Référence bibliographique
Tsetsenis T, Ma XH, Lo Iacono L, Beck SH, Gross
G.Suppression of conditioning to ambiguous cues by pharmacogenetic inhibition of the dentate gyrus. Nat Neurosci
2007;10(7): 896-902.
Commentaire
Cette étude est majeure d’un point de vue tant
fondamental qu’appliqué. En effet, les auteurs
mettent en évidence que les déficits de mémoire
ancienne ne sont pas liés à une destruction des
traces mnésiques, mais bien à une perturbation
des capacités de rappel. Par ailleurs, ils montrent
que ces déficits sont réversibles si l’on stimule la
formation de nouvelles synapses (exposition à un
environnement enrichi, administration d’un inhibiteur des HDAC), et ce malgré la disparition
massive des neurones.
Référence bibliographique
Fischer A, Sananbenesi F, Wang X, Dobbin M, Tsai LH. Recovery of learning and memory is associated with chromatin
remodelling. Nature 2007;447(7141):178-82.
Réponse aux interférons
Sous interféron-bêta (IFNβ), quelques patients développent des anticorps liants (Babs) dont
certains sont neutralisants (Nabs) et empêchent l’action des IFNβ. Les Babs sont détectés
par méthode Elisa, et les Nabs par effet cytopathogène des virus (CPE). La fixation de
l’IFNβ sur son récepteur entraîne la transduction d’un signal intracellulaire à l’origine de
la production de myxovirus resistance protein A (MxA). La MxA est un biomarqueur de
l’activité des IFNβ. L’objectif de cette étude était d’évaluer la valeur pronostique des Babs,
des Nabs et de l’ARN messager de la MxA sur l’absence de poussée et sur le délai d’apparition d’une poussée. Cent trente-sept patients traités par un des trois IFNβ ont été suivis
pendant 3 ans. Une mesure des 3 paramètres a été réalisée après un an de traitement.

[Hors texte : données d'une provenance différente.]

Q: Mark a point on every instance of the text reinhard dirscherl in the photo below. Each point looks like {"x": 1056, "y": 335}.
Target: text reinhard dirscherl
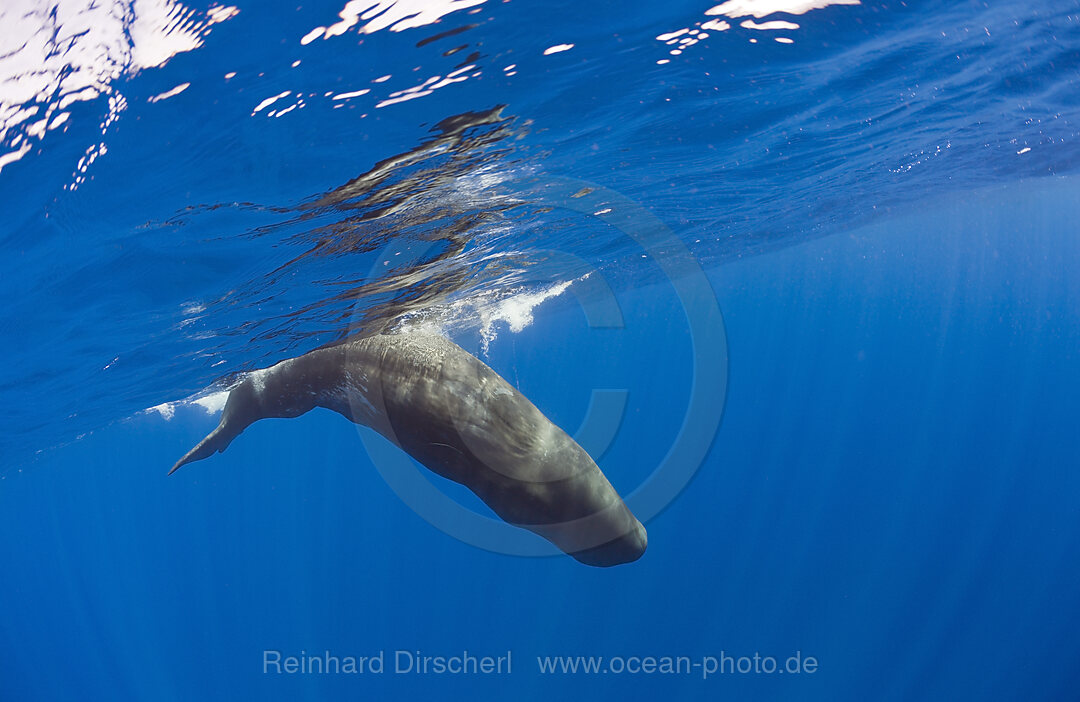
{"x": 400, "y": 662}
{"x": 408, "y": 662}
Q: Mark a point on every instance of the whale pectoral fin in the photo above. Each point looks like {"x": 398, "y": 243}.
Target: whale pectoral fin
{"x": 216, "y": 441}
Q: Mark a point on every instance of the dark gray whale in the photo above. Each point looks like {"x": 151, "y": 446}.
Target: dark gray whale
{"x": 460, "y": 419}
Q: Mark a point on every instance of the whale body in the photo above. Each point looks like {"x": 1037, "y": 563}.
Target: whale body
{"x": 460, "y": 419}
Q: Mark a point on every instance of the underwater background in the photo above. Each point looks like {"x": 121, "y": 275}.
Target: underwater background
{"x": 878, "y": 198}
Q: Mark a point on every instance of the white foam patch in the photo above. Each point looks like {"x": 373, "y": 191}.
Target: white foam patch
{"x": 164, "y": 96}
{"x": 58, "y": 53}
{"x": 210, "y": 401}
{"x": 395, "y": 15}
{"x": 484, "y": 311}
{"x": 766, "y": 26}
{"x": 214, "y": 402}
{"x": 763, "y": 8}
{"x": 557, "y": 49}
{"x": 687, "y": 37}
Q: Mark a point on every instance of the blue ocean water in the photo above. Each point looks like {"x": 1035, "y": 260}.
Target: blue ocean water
{"x": 880, "y": 197}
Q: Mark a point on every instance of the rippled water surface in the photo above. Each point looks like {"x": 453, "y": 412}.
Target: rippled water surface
{"x": 881, "y": 193}
{"x": 193, "y": 191}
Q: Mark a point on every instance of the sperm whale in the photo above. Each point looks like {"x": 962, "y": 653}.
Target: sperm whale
{"x": 461, "y": 420}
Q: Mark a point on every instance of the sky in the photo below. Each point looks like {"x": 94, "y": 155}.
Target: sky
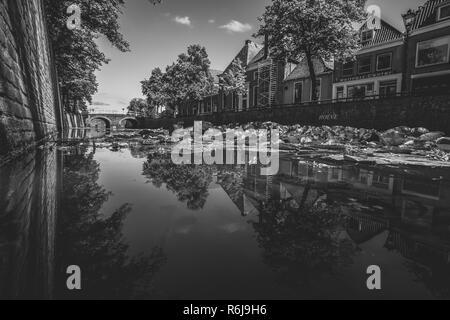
{"x": 158, "y": 34}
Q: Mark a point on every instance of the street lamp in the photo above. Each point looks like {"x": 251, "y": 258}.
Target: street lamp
{"x": 408, "y": 20}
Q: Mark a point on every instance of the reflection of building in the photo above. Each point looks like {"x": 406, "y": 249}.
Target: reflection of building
{"x": 378, "y": 69}
{"x": 429, "y": 48}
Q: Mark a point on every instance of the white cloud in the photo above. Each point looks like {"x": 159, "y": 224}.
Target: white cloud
{"x": 183, "y": 20}
{"x": 236, "y": 26}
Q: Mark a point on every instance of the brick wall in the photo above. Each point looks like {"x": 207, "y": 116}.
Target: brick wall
{"x": 27, "y": 87}
{"x": 28, "y": 206}
{"x": 431, "y": 112}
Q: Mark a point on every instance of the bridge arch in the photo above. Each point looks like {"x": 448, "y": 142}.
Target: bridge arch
{"x": 106, "y": 120}
{"x": 123, "y": 122}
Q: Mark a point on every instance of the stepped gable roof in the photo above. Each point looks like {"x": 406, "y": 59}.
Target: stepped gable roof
{"x": 302, "y": 69}
{"x": 386, "y": 34}
{"x": 246, "y": 54}
{"x": 427, "y": 14}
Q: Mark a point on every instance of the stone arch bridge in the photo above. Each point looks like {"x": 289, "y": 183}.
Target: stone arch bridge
{"x": 111, "y": 120}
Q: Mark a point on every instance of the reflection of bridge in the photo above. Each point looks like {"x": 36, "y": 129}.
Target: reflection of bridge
{"x": 112, "y": 120}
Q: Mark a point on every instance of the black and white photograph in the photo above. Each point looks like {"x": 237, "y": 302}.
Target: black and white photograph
{"x": 225, "y": 157}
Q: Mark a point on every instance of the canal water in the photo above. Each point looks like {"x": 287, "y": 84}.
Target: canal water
{"x": 139, "y": 226}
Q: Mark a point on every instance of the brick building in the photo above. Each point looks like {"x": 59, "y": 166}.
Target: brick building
{"x": 428, "y": 42}
{"x": 233, "y": 102}
{"x": 297, "y": 84}
{"x": 378, "y": 68}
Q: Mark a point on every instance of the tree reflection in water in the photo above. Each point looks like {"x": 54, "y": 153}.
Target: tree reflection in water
{"x": 190, "y": 183}
{"x": 306, "y": 243}
{"x": 95, "y": 242}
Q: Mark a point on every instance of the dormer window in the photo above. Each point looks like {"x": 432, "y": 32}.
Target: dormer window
{"x": 366, "y": 37}
{"x": 444, "y": 12}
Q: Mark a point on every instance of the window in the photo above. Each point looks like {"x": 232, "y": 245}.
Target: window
{"x": 365, "y": 65}
{"x": 298, "y": 90}
{"x": 360, "y": 91}
{"x": 339, "y": 92}
{"x": 288, "y": 69}
{"x": 444, "y": 12}
{"x": 245, "y": 97}
{"x": 433, "y": 52}
{"x": 384, "y": 62}
{"x": 388, "y": 88}
{"x": 347, "y": 69}
{"x": 366, "y": 37}
{"x": 318, "y": 89}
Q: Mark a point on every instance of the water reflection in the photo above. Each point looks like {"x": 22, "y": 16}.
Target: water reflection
{"x": 314, "y": 220}
{"x": 28, "y": 205}
{"x": 95, "y": 241}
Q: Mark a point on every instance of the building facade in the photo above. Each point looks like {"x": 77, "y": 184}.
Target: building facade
{"x": 428, "y": 41}
{"x": 297, "y": 84}
{"x": 390, "y": 62}
{"x": 378, "y": 67}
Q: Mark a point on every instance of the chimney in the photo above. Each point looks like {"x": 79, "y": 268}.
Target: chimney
{"x": 266, "y": 46}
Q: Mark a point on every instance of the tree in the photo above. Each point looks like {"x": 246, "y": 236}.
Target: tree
{"x": 154, "y": 89}
{"x": 234, "y": 80}
{"x": 312, "y": 29}
{"x": 187, "y": 80}
{"x": 77, "y": 55}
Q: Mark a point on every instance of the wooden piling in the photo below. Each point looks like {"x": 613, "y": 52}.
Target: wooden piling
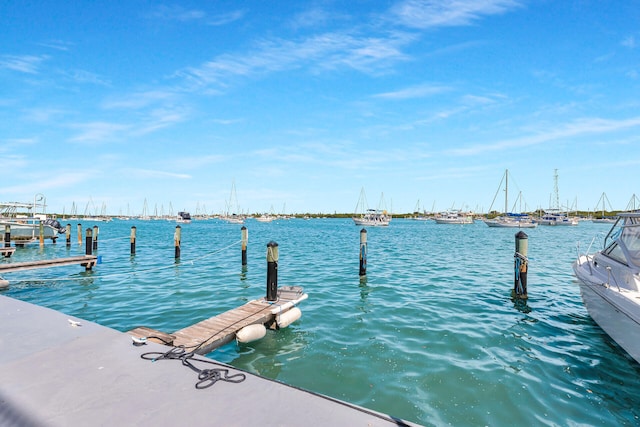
{"x": 95, "y": 237}
{"x": 363, "y": 252}
{"x": 176, "y": 241}
{"x": 521, "y": 263}
{"x": 88, "y": 241}
{"x": 245, "y": 240}
{"x": 272, "y": 271}
{"x": 133, "y": 240}
{"x": 41, "y": 233}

Cinquante-quatre pour cent des patients Babs – étaient libres de poussée contre 44 % des
Babs + (p = 0,1531). Le délai d’apparition d’une poussée était de 10 mois pour les Babs +
versus indéfini pour les Babs –. 55,8 % des patients sans poussée étaient Nabs – versus
17,6 % Nabs + (p = 0,0038). Le délai d’apparition d’une poussée était de 8 mois pour les
Nabs + versus indéfini pour les Nabs – (p = 0,0013). Cinquante-sept pour cent des patients
sans poussée étaient MxA + versus 21 % MxA – (p < 0,0001). Le délai jusqu’à la première
poussée était indéfini pour les MxA + et de 7 mois pour les MxA – (p < 0,0001).
A. Fromont,
service de neurologie,
hôpital Général, Dijon
Commentaire
La mesure des Nabs et de la MxA permet de
prédire le risque de survenue d’une poussée
sous IFNβ. Faut-il les doser systématiquement ou
attendre une reprise d’activité de la maladie ?
Référence bibliographique
Malucchi S, Gilli F, Caldano M et al. Predictive markers for
response to interferon therapy in patients with multiple
sclerosis. Neurology 2008;70:1119-27.